The exhibition begins with three first-century B.C. Roman coins from the Yale Art Gallery's numismatic collection. Each of these coins is struck with an image of the sella curulis, one of the principal emblems of political authority in ancient Rome. This folding stool had two hinged S-shaped legs at each end, with a seat frame created by fitting notched side rails onto the fixed front and back rails, with a leather seat stretched between them.
A 16th-century version of the sella curulis is depicted in a drawing from the gallery's collection by Giulio Romano of a scene in which the stool is transformed into a chair for the Roman general Coriolanus. Also in the exhibition is a group of early 19th-century books of architectural and decorative designs by Thomas Hope, George Smith and Charles Heathcote Tatham, published in England, in which the sella curulis is featured. American craftsmen drew upon these, as well as French publications by Pierre de la Mésangère, and Percier and Fontaine for their versions of curule-based furniture.

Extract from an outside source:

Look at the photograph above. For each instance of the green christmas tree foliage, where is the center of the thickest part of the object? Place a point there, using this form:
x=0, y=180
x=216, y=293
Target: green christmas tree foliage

The exhibition features a side chair and stool that are modeled on the English designs, but the two settees and another chair appear to be distinct American innovations, based more closely on Tatham's etchings of first-century stools excavated at Herculaneum. New York curule furniture is considered remarkably consistent in construction and design, and surviving examples may have been made in one workshop.
David L. Barquist, acting curator of American decorative arts, and Ethan W. Lasser, a Henry S. McNeil graduate research assistant at the gallery, have collaborated on the exhibition and an accompanying publication. The publication includes an essay by Lasser titled "From the Battlefields of Rome to the Mansions of New York: A History of the Curule-Base's Revival" as well as catalogue entries by Barquist. It is available at the museum store for $7 during exhibition and for $10 after its closing.
The exhibition is supported by the Friends of American Arts at Yale and an endowment created with a challenge grant from the National Endowment for the Arts.
"Classical Furniture in America" symposium
A related symposium, "Classical Furniture in America, 1800-1840" will be held Friday-Sunday, Sept. 19-21.
The symposium will open at 5:30 p.m. on Friday with the 12th annual Oswaldo Rodriguez Roque Memorial Lecture on American Art, which will be delivered by Roger G. Kennedy, the former director of the U.S. National Park Service and director emeritus of the National Museum of American History. His talk, which is free and open to the public, is titled "Classicism in America, from the Hopewell Geomancers through Latrobe and Ramée to Louis Sullivan: The Impulse and the Results." Further information on his talk will appear in an upcoming issue of this newspaper.